Family most important for vet

Charles Louis James of Independence Township turned 92 this month, so his neighbors threw him a birthday party.
“He is such a personable guy to everybody,” said neighbor Sheilah Denne. “He has been walking all over the neighborhood for years. Everyone knows him, so we decided to have a block party.”
The local Kroger’s store on Sashabaw donated flowers, and about 35 people attended the World War II veteran’s party, July 12, including 5-6 fellow vets.
“We had a nice party, a really nice thing,” James said. “They’re very good friends ? there were so many friends there I forgot I had.”
“It turned out really good,” Denne said.
James has lived in Independence Township for more than 60 years, raising his family on Oak Park Drive off Maybee Road.
Born in Lawrenceville, Illinois, he was too young to be drafted when the United States entered World War II in 1941, so he joined the Civilian Conservation Corps and worked at camps around Lake Superior.

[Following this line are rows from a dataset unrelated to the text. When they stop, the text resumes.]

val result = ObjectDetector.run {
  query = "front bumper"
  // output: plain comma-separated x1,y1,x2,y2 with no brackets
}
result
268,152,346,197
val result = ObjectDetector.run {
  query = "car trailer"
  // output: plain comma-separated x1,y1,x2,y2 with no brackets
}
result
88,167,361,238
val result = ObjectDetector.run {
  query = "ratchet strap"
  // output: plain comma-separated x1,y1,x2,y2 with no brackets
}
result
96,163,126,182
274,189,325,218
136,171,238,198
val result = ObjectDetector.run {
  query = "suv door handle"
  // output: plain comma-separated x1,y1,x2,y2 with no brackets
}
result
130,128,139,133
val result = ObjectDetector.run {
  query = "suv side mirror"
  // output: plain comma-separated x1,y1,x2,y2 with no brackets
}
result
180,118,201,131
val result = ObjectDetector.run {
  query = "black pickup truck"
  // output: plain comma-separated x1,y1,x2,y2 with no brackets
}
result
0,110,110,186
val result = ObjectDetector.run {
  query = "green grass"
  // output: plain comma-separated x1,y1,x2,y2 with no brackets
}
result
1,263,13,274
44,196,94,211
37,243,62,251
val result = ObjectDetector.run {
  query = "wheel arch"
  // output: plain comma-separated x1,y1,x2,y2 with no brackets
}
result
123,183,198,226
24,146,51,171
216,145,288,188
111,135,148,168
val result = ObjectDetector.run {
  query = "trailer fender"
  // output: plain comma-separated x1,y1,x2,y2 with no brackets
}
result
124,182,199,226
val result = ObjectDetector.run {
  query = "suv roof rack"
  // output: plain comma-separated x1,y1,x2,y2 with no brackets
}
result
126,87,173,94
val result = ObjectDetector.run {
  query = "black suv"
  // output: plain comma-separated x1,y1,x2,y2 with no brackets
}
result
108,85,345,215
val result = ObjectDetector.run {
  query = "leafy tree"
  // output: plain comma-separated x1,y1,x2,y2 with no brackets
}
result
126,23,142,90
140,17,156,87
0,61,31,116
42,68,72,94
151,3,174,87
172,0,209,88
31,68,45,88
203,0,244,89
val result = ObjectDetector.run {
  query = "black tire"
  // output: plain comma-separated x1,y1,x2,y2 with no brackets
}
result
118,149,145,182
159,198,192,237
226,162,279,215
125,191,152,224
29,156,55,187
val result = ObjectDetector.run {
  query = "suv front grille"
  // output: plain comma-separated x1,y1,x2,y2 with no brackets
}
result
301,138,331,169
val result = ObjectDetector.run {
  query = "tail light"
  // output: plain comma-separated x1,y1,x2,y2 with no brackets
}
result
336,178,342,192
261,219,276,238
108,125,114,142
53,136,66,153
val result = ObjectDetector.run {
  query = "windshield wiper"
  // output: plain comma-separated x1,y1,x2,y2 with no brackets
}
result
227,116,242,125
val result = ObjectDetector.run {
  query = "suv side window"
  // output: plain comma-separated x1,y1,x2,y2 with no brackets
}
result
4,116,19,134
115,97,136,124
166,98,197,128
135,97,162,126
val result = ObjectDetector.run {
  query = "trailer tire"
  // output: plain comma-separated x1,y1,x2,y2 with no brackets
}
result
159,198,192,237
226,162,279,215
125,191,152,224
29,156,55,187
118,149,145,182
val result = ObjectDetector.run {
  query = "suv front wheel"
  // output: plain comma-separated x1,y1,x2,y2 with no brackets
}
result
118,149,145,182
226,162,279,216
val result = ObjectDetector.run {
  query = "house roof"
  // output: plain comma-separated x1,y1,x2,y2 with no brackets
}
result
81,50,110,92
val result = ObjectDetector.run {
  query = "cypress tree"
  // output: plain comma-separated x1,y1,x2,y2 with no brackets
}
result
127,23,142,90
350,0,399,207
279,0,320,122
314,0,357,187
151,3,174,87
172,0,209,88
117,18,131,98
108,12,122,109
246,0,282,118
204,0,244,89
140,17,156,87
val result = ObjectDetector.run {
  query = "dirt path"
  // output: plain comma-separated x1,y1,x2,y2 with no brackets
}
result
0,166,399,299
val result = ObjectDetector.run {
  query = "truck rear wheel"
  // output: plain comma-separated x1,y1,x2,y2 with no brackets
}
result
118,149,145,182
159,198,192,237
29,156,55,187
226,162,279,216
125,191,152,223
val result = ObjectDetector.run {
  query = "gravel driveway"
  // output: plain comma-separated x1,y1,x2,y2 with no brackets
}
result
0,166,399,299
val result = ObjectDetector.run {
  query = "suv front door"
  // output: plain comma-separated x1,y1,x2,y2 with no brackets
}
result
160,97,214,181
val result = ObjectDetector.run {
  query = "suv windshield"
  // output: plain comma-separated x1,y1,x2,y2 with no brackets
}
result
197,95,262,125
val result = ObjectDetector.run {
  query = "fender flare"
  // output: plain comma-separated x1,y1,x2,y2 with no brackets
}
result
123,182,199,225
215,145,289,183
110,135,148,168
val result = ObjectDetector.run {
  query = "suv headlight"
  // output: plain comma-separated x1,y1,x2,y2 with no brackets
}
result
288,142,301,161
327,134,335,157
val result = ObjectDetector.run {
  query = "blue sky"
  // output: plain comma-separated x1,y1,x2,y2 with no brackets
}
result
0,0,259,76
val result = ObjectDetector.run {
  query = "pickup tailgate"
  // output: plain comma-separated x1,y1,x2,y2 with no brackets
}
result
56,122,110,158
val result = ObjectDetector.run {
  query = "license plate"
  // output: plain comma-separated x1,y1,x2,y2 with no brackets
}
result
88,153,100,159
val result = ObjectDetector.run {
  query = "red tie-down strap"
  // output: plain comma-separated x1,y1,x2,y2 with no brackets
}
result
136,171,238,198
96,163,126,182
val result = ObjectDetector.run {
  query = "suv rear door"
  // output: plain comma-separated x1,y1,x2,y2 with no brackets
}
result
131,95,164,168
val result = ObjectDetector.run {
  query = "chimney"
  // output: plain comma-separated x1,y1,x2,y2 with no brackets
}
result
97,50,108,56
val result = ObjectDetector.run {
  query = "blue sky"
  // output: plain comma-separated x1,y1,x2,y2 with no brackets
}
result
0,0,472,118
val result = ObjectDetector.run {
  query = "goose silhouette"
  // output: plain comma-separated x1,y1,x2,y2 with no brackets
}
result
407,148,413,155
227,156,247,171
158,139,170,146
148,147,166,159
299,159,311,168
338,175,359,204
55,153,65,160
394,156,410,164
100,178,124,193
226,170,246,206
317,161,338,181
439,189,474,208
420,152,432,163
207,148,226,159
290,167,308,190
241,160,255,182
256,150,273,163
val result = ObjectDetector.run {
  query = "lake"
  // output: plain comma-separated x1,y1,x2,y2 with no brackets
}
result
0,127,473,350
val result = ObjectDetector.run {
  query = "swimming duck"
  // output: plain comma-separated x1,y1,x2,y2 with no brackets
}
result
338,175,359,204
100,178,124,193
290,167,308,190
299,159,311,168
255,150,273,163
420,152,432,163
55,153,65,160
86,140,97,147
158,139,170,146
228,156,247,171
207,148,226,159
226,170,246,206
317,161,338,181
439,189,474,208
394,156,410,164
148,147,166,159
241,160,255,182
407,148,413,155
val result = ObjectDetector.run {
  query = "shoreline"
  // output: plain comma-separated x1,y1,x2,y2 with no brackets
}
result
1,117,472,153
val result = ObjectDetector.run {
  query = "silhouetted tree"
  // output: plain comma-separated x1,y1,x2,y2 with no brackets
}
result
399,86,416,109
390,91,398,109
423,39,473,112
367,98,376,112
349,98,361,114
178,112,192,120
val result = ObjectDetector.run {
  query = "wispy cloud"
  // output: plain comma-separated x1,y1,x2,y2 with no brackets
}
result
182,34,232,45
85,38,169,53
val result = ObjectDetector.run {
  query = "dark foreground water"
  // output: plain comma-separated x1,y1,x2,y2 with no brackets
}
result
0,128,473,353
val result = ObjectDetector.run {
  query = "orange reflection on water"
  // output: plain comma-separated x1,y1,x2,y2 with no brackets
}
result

A couple years later at the age of 19, he was drafted into the U.S. Army and sent for training at Army Air Corps bases in Mississippi, North Carolina, and Colorado.
He was a left gunner on a B-29 Superfortress bomber, called “City of Omaha.”
“The B-29 was the largest bomber in the world at the time,” he said.
“Its original name was ‘Yankee Doll’ah’ ? they changed all the names to towns.”
He was based in Guam, and flew in about 20 bombing missions over Japan, dropping 500-pound bombs on ammunition and airplane factories and other targets.
“The pilot came in one evening and said, ‘they dropped an atomic bomb.’ I said, ‘What’s an atomic bomb?’ We didn’t know what it was,” James said. “He said, ‘I don’t really know what it is.’ The second bomb, everybody knew. That one clinched it.”
Japan surrendered on Sept. 2, 1945, after specially modified B-29s dropped atomic bombs on Hiroshima and Nagasaki. James was there, flying in City of Omaha over the USS Missouri, where the surrender signing took place.
“We were one of the ones who did a flyover,” he said. “They told us, don’t try anything funny.”
They were sent home after three months.
“We had to clean the island up,” he said. “When we reached the Golden Gate Bridge, we were tickled to death. We knew we were back in the states. When I reached St. Louis, I knew I was home.”
He earned several medals for his service, including two Bronze Stars, but what was important to him was coming home to his wife, Imogene, to whom he was wed just before shipping out.
With an aunt living in Michigan, they moved to Clarkston in 1950. They were on Dixie Highway looking at properties when Imogene noticed the Ottawa Cemetery at Maybee Road.
“She said, ‘turn in here, let’s see what things look like,?” James said.
All empty lots and dirt roads at the time, they bought two-and-a-half acres, built a house, and raised their daughter, Susan K. James.
“We had nothing going for us. We took whatever jobs we could get,” said James, who now has two grandchildren and four great-grandchildren
James owned and operated Pontiac Overhead Door Company and his wife had an antique business.
Imogene passed away 15 years ago.
“She kept me alive during the war. She was my true love. I loved her so much,” Charles said. “I walked to Maybee Road to the cemetery everyday for 12 years, usually crying all the way.”
He stopped the walks after a fall a few years ago, breaking both shoulders.
“I can’t walk very far now ? I’m not looking for sympathy,” he said.
He still has her red Pontiac Bonneville, which he bought for his wife in 1971.
“It has a bench seat so Susan could ride up front,” Charles said. “I’ve had it now all these years.”